Slow performance of Logstash elasticsearch filter plugin

I have around 4.5Million records in my input data of logstash to which I am doing a lookup of an existing index in ES using following ES filter plugin. This is just like adding department information to a user_name field.

elasticsearch {
hosts => ["http://10.129.212.45:9200"]
index => "sys_username_mapping"
query => "user_name:%{[user_name]}"
fields => { "email" => "email" "site" => "site" "group" => "group" "division" => "division" "cad_cc" => "cad_cc" "ldap_cc" => "ldap_cc" }
}

After this lookup, I am doing indexing of this complete data in a new index in ES.

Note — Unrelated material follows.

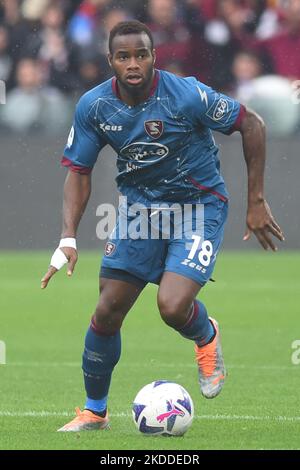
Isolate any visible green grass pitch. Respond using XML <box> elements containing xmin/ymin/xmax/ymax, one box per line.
<box><xmin>0</xmin><ymin>251</ymin><xmax>300</xmax><ymax>450</ymax></box>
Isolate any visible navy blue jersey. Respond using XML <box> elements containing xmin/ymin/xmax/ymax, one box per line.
<box><xmin>62</xmin><ymin>70</ymin><xmax>245</xmax><ymax>204</ymax></box>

If I comment es filter plugin ( i.e without department information) it takes about 5-6 minutes to load all input data in elasticsearch and with having this filter plugin, it 's not even completing in 40 minutes.

Does translate filter can be an alternative to this? Will it perform better than ES filter plugin if I translate ( lookup ) to a text file than an already indexed data?

This user_name to department kind of lookup is important for me.

Please suggest

An elasticsearch output makes one API call to elasticsearch for each batch of events. By default the batch size is 125. An elasticsearch filter makes one API call to elasticsearch for each event, so it is making 125 times as many calls. Thus it is not surprising to me that it would take more than 10 times as long.

I would expect a translate filter to be very much faster.

1 Like

Thanks Badger for this explanation.

I am surprised when you said that a translate filter where the lookup file is stored on local disk will work faster than a ES query response in case of elasticsearch filter plugin. Because the disk IO throughput for ES cluster( due to parallelism) is multiple time higher than local disk of logstash server. May be I am wrong here.

The file the translate filter uses is read into memory so might require a larger heap if it is big but does not result in a lot of disk I/O.

Thanks Christian,

Yes, I wasn’t aware of this in memory read of translate filter. However could you also tell how to workaround the lookup file rollover because overwriting/updating
the lookup on disk could cause issue during the time when file/inode is getting updated? Is there any parameter in logstash with translate filter which keeps the last in-memory read of file and refresh it in memory only on our command.

Just for example steps:

Previous lookup file loaded in memory of logstash.

Lookup file updated or replaced or overwritten

Refresh the new file in-memory of logstash by some schedule.

This topic was automatically closed 28 days after the last reply. New replies are no longer allowed.